本文选用我国南方资源丰富的毛竹(Phyllostachys pubescens Mazel exH.de Lebaie)和人工速生材尾叶桉(E.urophylla)为原料,通过对毛竹竹条和桉树单板基本物理力学性能,表面润湿性能,胶合性能和板坯热传导性能等研究基础上,从结构和工艺两个方面对竹桉复合材料重组技术进行优化设计。
主要结论如下:
(1)竹条的厚度对竹条基本物理力学性能影响较小,桉树单板的厚度对单板基本物理力学性能影响较大,随着厚度的增加,单板的静曲强度和弹性模量减小;采用涂胶热压处理后,桉树单板的物理力学性能得到改善,其改善程度因单板厚度、施胶量和单板的密度不同而不同。
(2)环境温度对PF胶在竹条和桉树单板表面的润湿性有显著的影响,随着润湿环境温度的升高,酚醛胶在竹条和桉树单板表面的润湿性变差;堆放时间对桉树单板润湿性具有显著的影响,随着堆放时间的延长,PF胶在桉树单板表面的润湿性变差;砂磨可以在一定程度上改善桉树单板的润湿、渗透和铺展性能。
(3)建立了胶合强度分布规律的评价体系。桉树、杨木和落叶松胶合强度的双尾检验P值分别为0.203、0.235和0.464,均大于0.05显著性水平,三种木材胶合板的胶合强度服从正态分布,为正偏态分布;桉树和杨木胶合板的胶合强度为尖峰态,而落叶松胶合板的胶合强度为低峰态。
(4)建立了竹材和桉树单板层积材的热压升温曲线数学模型。模型的实际曲线和理论曲线的R~2值在0.92以上,热压升温速率系数k值与单板的厚度、板坯层数,热压温度,热压压力,含水率呈线性相关,在热压过程中,通过调整板坯结构和热压工艺可以改善竹木复合材料板坯的热传导性能。
(5)建立了适合于竹木复合材料的刚度预测模型。用该模型预测的竹桉复合材料弹性模量预测值与实验值的Pearson乘积矩相关系数R~2在0.80以上,用竹材和桉树单板层积材的弹性模量预测竹桉复合材料的弹性模量,实际值与理论值相差在11%以内,模型具有一定的实际意义。
(6)建立了竹木复合材料的强度定性预测的数学模型。该模型能对竹木复合材料的不同破坏类型进行定性解释;用竹桉复合材料刚度模型、强度模型和材料断裂理论,从理论上阐明了竹桉复合材料的设计原理。
(7)对于单板厚度为2.25mm的13层桉树单板层积材其较优的热压工艺为:热压温度为140℃,热压时间为1min·mm~(-1),施胶量为250g·m~2,压缩率为16%。

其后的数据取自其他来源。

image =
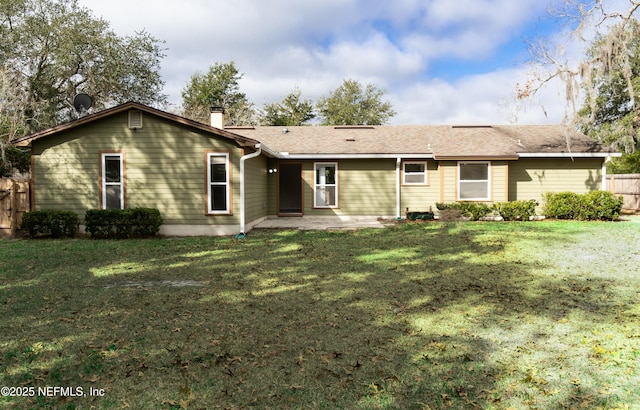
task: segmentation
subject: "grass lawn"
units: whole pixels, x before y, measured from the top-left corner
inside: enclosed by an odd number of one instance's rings
[[[638,222],[0,241],[0,407],[637,409]]]

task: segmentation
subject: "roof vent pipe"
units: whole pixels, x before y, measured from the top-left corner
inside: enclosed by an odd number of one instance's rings
[[[224,128],[224,108],[211,107],[211,126],[218,129]]]

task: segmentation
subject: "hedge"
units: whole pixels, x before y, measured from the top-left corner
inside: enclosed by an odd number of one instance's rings
[[[39,210],[26,212],[20,228],[31,238],[38,235],[60,238],[74,236],[79,225],[80,218],[75,212]]]
[[[162,225],[160,211],[154,208],[90,209],[84,219],[93,238],[146,238]]]
[[[622,196],[608,191],[547,192],[544,195],[544,215],[547,218],[577,219],[582,221],[615,221],[622,210]]]
[[[457,209],[462,213],[462,215],[471,219],[472,221],[478,221],[481,218],[489,215],[492,212],[492,208],[490,205],[481,202],[453,202],[450,204],[436,203],[436,208],[440,211],[447,211],[450,209]]]
[[[493,209],[500,214],[505,221],[528,221],[536,215],[535,200],[500,202]]]

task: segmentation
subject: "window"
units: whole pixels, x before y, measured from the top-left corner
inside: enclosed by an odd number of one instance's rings
[[[407,161],[402,163],[402,183],[404,185],[427,184],[427,161]]]
[[[458,199],[465,201],[488,201],[489,163],[458,163]]]
[[[338,164],[336,162],[317,162],[315,168],[316,208],[338,207]]]
[[[207,213],[229,214],[231,211],[229,154],[207,154]]]
[[[101,208],[124,209],[124,159],[123,154],[101,155]]]

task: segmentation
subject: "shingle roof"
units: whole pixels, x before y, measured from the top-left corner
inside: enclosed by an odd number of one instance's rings
[[[247,138],[247,137],[242,136],[240,134],[234,134],[234,133],[229,132],[227,130],[221,130],[221,129],[218,129],[218,128],[214,128],[214,127],[212,127],[210,125],[203,124],[203,123],[198,122],[198,121],[193,121],[193,120],[190,120],[188,118],[184,118],[184,117],[181,117],[179,115],[171,114],[171,113],[168,113],[168,112],[165,112],[165,111],[162,111],[162,110],[158,110],[156,108],[149,107],[147,105],[139,104],[139,103],[136,103],[136,102],[127,102],[127,103],[118,105],[118,106],[113,107],[113,108],[109,108],[109,109],[106,109],[106,110],[103,110],[103,111],[99,111],[99,112],[94,113],[94,114],[87,115],[85,117],[79,118],[79,119],[74,120],[74,121],[66,122],[66,123],[57,125],[57,126],[52,127],[52,128],[47,128],[45,130],[38,131],[38,132],[36,132],[34,134],[31,134],[31,135],[27,135],[27,136],[24,136],[24,137],[21,137],[21,138],[17,138],[15,140],[11,141],[11,142],[16,144],[16,145],[23,145],[23,146],[24,145],[28,145],[31,141],[34,141],[34,140],[37,140],[37,139],[40,139],[40,138],[43,138],[43,137],[47,137],[49,135],[54,135],[54,134],[57,134],[58,132],[62,132],[62,131],[65,131],[65,130],[76,128],[76,127],[79,127],[79,126],[81,126],[83,124],[87,124],[87,123],[96,121],[98,119],[105,118],[105,117],[108,117],[110,115],[114,115],[114,114],[117,114],[117,113],[125,112],[125,111],[128,111],[128,110],[140,110],[140,111],[146,112],[148,114],[155,115],[157,117],[165,118],[165,119],[167,119],[169,121],[173,121],[173,122],[178,123],[178,124],[182,124],[182,125],[185,125],[185,126],[188,126],[188,127],[192,127],[192,128],[196,128],[196,129],[199,129],[199,130],[202,130],[202,131],[205,131],[205,132],[209,132],[211,134],[215,134],[215,135],[218,135],[218,136],[221,136],[221,137],[224,137],[224,138],[228,138],[228,139],[236,141],[241,146],[254,146],[255,144],[258,143],[258,141],[255,141],[255,140],[253,140],[251,138]]]
[[[292,155],[420,154],[517,158],[520,154],[613,153],[561,125],[238,127],[227,130]]]
[[[131,109],[142,110],[177,124],[234,140],[240,146],[253,147],[260,143],[268,148],[265,151],[275,155],[415,155],[435,159],[517,159],[523,155],[618,154],[562,125],[227,127],[221,130],[135,102],[60,124],[12,142],[27,145],[33,140]]]

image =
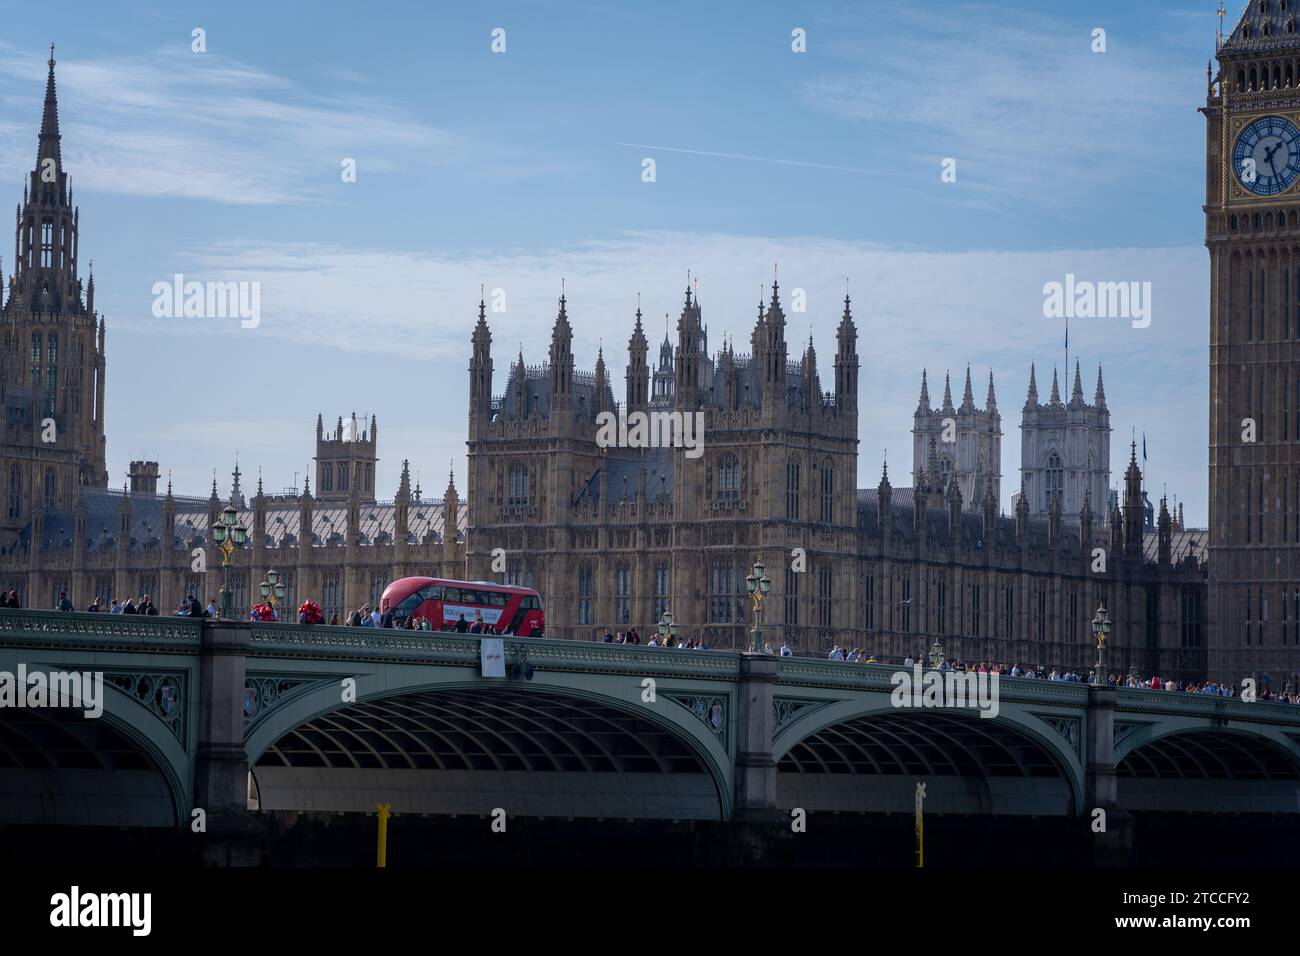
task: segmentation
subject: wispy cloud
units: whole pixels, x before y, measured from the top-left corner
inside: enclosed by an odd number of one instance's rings
[[[966,187],[1077,205],[1107,185],[1187,173],[1201,160],[1203,133],[1187,104],[1203,94],[1203,76],[1131,36],[1111,33],[1107,51],[1094,53],[1078,20],[978,5],[899,8],[887,43],[849,39],[861,35],[837,33],[842,65],[808,80],[805,102],[889,130],[909,144],[901,163],[937,170],[940,157],[956,158]]]
[[[31,167],[45,62],[0,45],[0,176]],[[461,140],[375,97],[326,95],[188,47],[58,65],[64,161],[81,188],[232,204],[319,202],[364,171],[456,161]],[[400,157],[397,159],[397,157]]]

China is a country with short of forestry resources; whether the forest coverage rate or per capita is lower than those of the world's average, especially lack of larger-sized softwood and high quality hardwood. Fortunately, China has plenty of bamboo resources and forest plantation, the planting area and production of which rank first in the world. So there will be a significance to use those resources with efficiency and reasonability. The Moso bamboo (Phyllostachys pubescens Mazel exH.de Lebaie) and Eucalyptus (E.urophylla) abundant in the south of China, were choused as experimental materials in this dissertation. Based on the discussion of the basic physical and mechanical properties, surface wettability of bamboo and Eucalyptus, bonding properties and the mat thermal conductivity, the dissertation optimized the technique of reconstruction for bamboo-Eucalyptus composites in structure and technology. The main conclusions obtained from the research and analysis is as follows:
The effect of thickness of bamboo strips on the basic physical and mechanical properties are not significant, while the effect of thickness of eucalyptus veneer strips are very obvious, with the increase of thickness, the physical and mechanical properties decrease. The physical and mechanical properties of eucalyptus veneer strips are improved by treated with glue-spreading and hot-pressing, the improving degrees of the physical and mechanical properties are different depending on veneer thickness, glue-spread and density.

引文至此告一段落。